Good songwriters know how to harness the cathartic power of music. They can serve as surrogates—expressing their listener’s deepest feelings in a way they didn’t know how to articulate on their own. They can actually become their audience’s voice. Dawson Gamble is one such songwriter. His latest single, “What You Don’t Know,” is infectiously catchy and indispensably cathartic. Despite the song’s melancholic themes, you can’t help but smile as you sing along. Songs like this help you relate, process, move on, and rebuild hope.

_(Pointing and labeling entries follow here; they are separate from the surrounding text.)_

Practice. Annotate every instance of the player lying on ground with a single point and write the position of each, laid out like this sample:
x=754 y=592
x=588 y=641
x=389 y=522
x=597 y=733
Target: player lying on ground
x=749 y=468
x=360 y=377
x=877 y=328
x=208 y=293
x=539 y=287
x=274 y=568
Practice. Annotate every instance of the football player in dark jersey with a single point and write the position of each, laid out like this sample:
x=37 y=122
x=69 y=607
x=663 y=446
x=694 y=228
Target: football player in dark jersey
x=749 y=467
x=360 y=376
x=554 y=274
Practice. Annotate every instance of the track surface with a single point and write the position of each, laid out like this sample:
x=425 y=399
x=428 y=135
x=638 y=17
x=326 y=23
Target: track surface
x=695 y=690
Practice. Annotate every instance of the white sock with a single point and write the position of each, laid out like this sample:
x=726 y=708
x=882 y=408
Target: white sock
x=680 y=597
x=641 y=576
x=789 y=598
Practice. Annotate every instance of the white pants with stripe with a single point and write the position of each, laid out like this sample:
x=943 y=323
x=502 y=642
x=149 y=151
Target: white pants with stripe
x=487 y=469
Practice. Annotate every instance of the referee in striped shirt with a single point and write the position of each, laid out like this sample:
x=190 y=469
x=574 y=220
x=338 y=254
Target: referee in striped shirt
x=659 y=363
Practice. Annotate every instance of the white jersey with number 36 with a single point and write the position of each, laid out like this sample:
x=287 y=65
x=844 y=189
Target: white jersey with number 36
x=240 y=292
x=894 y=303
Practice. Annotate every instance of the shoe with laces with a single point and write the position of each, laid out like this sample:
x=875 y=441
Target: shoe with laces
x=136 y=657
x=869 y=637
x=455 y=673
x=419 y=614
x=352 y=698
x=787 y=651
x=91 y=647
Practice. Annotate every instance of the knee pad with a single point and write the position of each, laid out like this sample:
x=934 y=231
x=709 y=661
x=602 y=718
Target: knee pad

Gamble’s new single is primarily guitar-driven. In true pop fashion, the verses are built with 10th-over-the-root dyads, and the chorus is painted with bright, prominent barre chords that jangle like a handful of silvery chains. The guitar tone is vivid and gleaming, and the hook is delightfully unpredictable. “What You Don’t Know” maintains its mainstream appeal without skimping on sophistication. It shows maturity in a similar way to that of Harry Styles’ solo work. Its structure even makes space for a guitar solo.
Perhaps the greatest appeal of the track is found within the vocal performance. With a melody spanning from B2 to C#5, Gamble gives himself the opportunity to showcase his talents. His timbre and use of dynamics are a part of his charisma, and this new song highlights his charm with bright colors. When he pushes, his voice’s personality shows. It generates a strong curiosity, much like the way Peter Liddle’s voice does.
Canadian singer/songwriter Dawson Gamble is a folk-pop prodigy on the rise. Inspired by modern-day titans of blues like Clapton and Mayer, he delivers radio-friendly tunes with classic sounds. A love for hip-hop and rap has shaped his lyricism and separates him from his peers. His new single is nothing short of a sign signaling more great music to come.
“What You Don’t Know” is an example of an offering from a musician with their finger on the pulse. Gamble is a bona fide, creative artist that also understands pop. His new song is fun; it teases that its creator warrants a second look and has lots more up his sleeve.